Die Klägerin hat auch keinen Anspruch auf eine Rente wegen teilweiser Erwerbsminderung bei Berufsunfähigkeit (§ 240 SGB VI). Voraussetzung eines solchen Rentenanspruchs ist, dass sie vor dem 02.01.1961 geboren und berufsunfähig ist. Da die Klägerin nach dem Stichtag 1977 geboren ist, kommt eine Rente wegen teilweiser Erwerbsminderung bei Berufsunfähigkeit nicht in Betracht.

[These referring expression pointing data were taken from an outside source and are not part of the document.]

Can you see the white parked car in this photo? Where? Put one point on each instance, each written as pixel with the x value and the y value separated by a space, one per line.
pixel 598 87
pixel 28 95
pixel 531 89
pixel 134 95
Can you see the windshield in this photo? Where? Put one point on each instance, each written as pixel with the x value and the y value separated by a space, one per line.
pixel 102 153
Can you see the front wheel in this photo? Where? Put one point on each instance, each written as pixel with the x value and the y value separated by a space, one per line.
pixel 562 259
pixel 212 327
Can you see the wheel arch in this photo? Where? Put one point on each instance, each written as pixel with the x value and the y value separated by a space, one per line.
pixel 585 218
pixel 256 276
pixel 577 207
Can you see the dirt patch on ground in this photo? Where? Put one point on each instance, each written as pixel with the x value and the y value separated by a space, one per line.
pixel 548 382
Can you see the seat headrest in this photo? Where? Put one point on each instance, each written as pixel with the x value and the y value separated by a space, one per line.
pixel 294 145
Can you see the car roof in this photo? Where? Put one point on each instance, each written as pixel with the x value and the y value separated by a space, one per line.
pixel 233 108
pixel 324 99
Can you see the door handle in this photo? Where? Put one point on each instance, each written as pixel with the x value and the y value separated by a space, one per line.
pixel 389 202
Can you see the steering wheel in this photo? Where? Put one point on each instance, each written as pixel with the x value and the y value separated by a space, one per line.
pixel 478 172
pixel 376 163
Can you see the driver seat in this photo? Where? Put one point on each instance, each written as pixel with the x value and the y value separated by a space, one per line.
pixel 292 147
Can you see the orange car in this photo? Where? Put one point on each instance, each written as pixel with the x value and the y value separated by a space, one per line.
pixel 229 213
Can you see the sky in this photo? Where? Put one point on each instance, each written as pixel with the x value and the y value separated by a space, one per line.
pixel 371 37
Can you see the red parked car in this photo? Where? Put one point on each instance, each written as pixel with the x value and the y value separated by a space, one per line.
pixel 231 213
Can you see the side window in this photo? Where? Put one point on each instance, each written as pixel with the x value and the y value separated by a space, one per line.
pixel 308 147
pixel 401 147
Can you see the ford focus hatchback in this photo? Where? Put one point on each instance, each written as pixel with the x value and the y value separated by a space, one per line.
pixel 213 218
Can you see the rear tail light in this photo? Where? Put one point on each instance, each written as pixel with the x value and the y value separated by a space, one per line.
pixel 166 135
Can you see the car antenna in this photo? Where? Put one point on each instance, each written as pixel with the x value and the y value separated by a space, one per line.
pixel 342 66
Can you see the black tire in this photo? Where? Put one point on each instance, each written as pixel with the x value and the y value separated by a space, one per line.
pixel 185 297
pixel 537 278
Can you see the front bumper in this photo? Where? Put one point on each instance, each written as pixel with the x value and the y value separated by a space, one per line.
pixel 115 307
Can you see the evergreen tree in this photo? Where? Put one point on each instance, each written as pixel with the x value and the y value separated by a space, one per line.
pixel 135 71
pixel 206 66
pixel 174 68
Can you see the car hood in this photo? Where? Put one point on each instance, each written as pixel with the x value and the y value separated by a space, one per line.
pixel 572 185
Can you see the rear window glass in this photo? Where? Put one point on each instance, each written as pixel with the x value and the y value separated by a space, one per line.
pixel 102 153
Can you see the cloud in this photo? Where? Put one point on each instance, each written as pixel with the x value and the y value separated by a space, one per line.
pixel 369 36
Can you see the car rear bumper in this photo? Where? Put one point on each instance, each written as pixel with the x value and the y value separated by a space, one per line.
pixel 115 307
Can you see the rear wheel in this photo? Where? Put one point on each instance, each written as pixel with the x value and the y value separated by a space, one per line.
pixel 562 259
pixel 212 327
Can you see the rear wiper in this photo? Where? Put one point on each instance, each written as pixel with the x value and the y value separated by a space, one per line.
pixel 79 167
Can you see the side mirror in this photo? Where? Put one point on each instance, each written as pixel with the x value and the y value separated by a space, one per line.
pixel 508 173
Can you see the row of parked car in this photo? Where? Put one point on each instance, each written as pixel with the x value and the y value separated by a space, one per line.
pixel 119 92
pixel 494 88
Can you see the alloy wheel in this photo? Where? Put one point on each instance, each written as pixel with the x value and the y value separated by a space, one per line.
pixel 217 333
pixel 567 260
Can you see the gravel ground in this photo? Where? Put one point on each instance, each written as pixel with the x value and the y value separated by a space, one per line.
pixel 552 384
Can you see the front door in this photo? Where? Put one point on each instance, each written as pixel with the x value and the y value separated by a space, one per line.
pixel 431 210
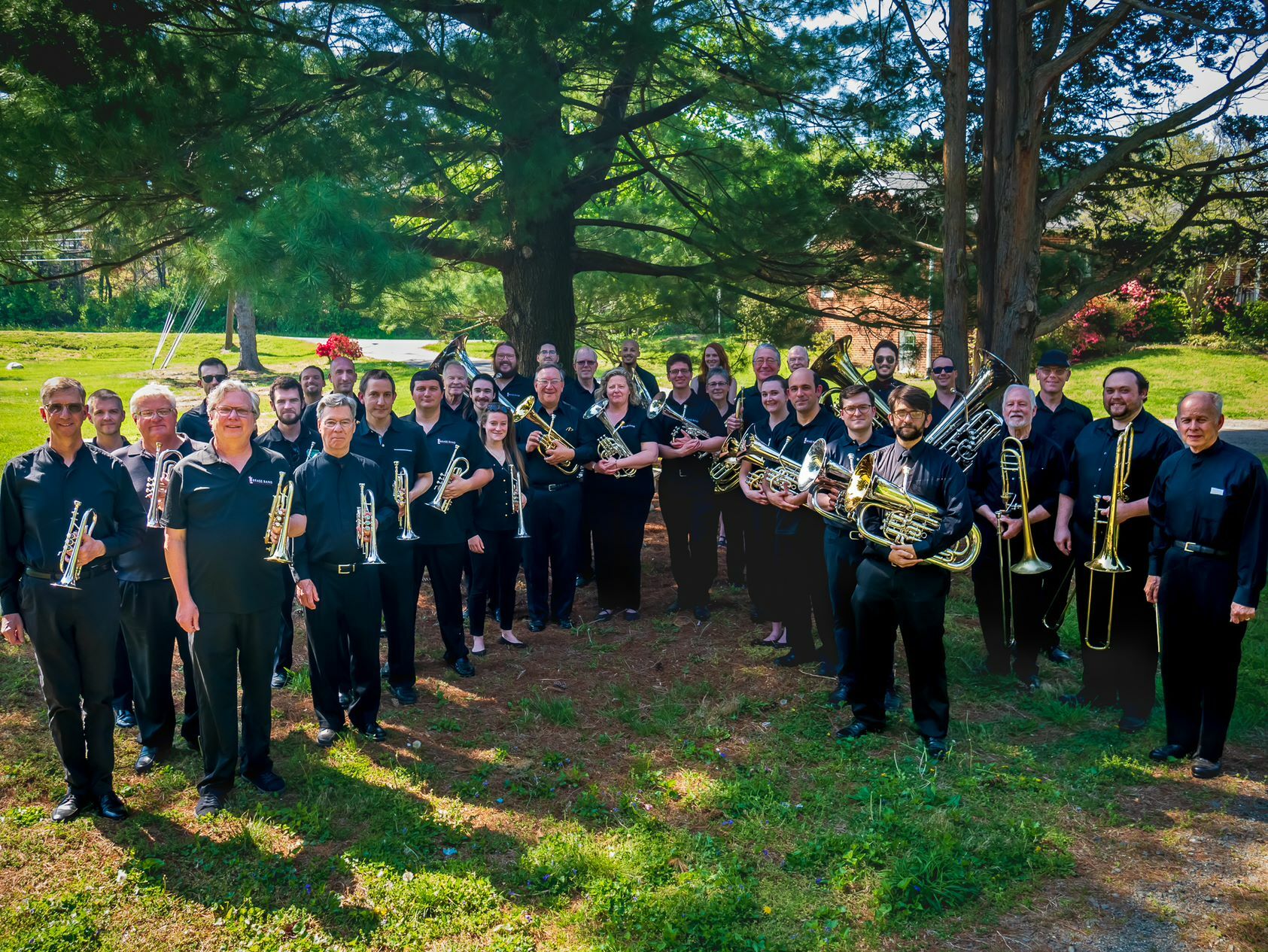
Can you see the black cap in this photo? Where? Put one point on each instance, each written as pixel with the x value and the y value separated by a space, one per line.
pixel 1054 357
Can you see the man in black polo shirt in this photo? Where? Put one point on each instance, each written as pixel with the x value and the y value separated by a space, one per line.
pixel 227 594
pixel 394 446
pixel 296 443
pixel 442 546
pixel 799 562
pixel 688 500
pixel 146 596
pixel 553 516
pixel 1059 420
pixel 193 422
pixel 74 633
pixel 340 592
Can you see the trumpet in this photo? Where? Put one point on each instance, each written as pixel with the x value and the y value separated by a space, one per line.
pixel 401 494
pixel 1107 558
pixel 905 519
pixel 275 538
pixel 366 529
pixel 610 446
pixel 68 561
pixel 551 440
pixel 457 467
pixel 164 463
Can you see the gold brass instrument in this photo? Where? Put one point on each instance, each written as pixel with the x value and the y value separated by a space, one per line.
pixel 610 446
pixel 401 494
pixel 68 561
pixel 905 519
pixel 1107 558
pixel 549 437
pixel 279 522
pixel 164 463
pixel 457 467
pixel 366 529
pixel 835 365
pixel 970 422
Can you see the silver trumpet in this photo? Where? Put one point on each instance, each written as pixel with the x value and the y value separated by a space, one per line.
pixel 68 561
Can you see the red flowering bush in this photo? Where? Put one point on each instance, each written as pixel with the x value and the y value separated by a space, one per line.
pixel 339 345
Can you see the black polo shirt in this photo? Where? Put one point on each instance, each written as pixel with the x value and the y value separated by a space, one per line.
pixel 700 411
pixel 146 563
pixel 1062 425
pixel 37 496
pixel 329 492
pixel 226 515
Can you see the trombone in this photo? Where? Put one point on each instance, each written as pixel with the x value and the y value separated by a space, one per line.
pixel 1107 558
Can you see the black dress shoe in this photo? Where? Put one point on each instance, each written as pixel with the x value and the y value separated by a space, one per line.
pixel 111 807
pixel 68 808
pixel 1168 752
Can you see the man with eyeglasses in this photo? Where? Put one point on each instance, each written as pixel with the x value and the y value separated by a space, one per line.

Der Sachverhalt ist vollständig aufgeklärt; die vorhandenen Gutachten und Arztauskünfte bilden eine ausreichende Grundlage für die Entscheidung des Senats. Insbesondere die Gutachten von Dr. Re., Prof. Dr. Schw. und Dr. Th. haben dem Senat die für die richterliche Überzeugungsbildung notwendigen sachlichen Grundlagen vermittelt (§ 118 Abs 1 Satz 1 SGG, § 412 Abs 1 ZPO). Die Gutachten geht von zutreffenden tatsächlichen Voraussetzungen aus, enthalten keine unlösbaren inhaltlichen Widersprüche und geben auch keinen Anlass, an der Sachkunde oder Unparteilichkeit der Gutachter zu zweifeln; weitere Beweiserhebungen waren daher von Amts wegen nicht mehr notwendig. Die Würdigung unterschiedlicher Gutachtenergebnisse oder unterschiedlicher ärztlicher Auffassungen zur Leistungsfähigkeit des Versicherten gehört wie die anderer sich widersprechender Beweisergebnisse zur Beweiswürdigung selbst. Eine Verpflichtung zu weiterer Beweiserhebung besteht selbst bei einander widersprechenden Gutachtenergebnissen im Allgemeinen nicht; vielmehr hat sich das Gericht im Rahmen der Beweiswürdigung mit den einander entgegenstehenden Ergebnissen auseinanderzusetzen (BSG 08.12.2009, B 5 R 148/09 B, juris).

Die Kostenentscheidung beruht auf § 193 SGG.

Gründe für die Zulassung der Revision liegen nicht vor (§ 160 Abs 2 Nr 1 und 2 SGG).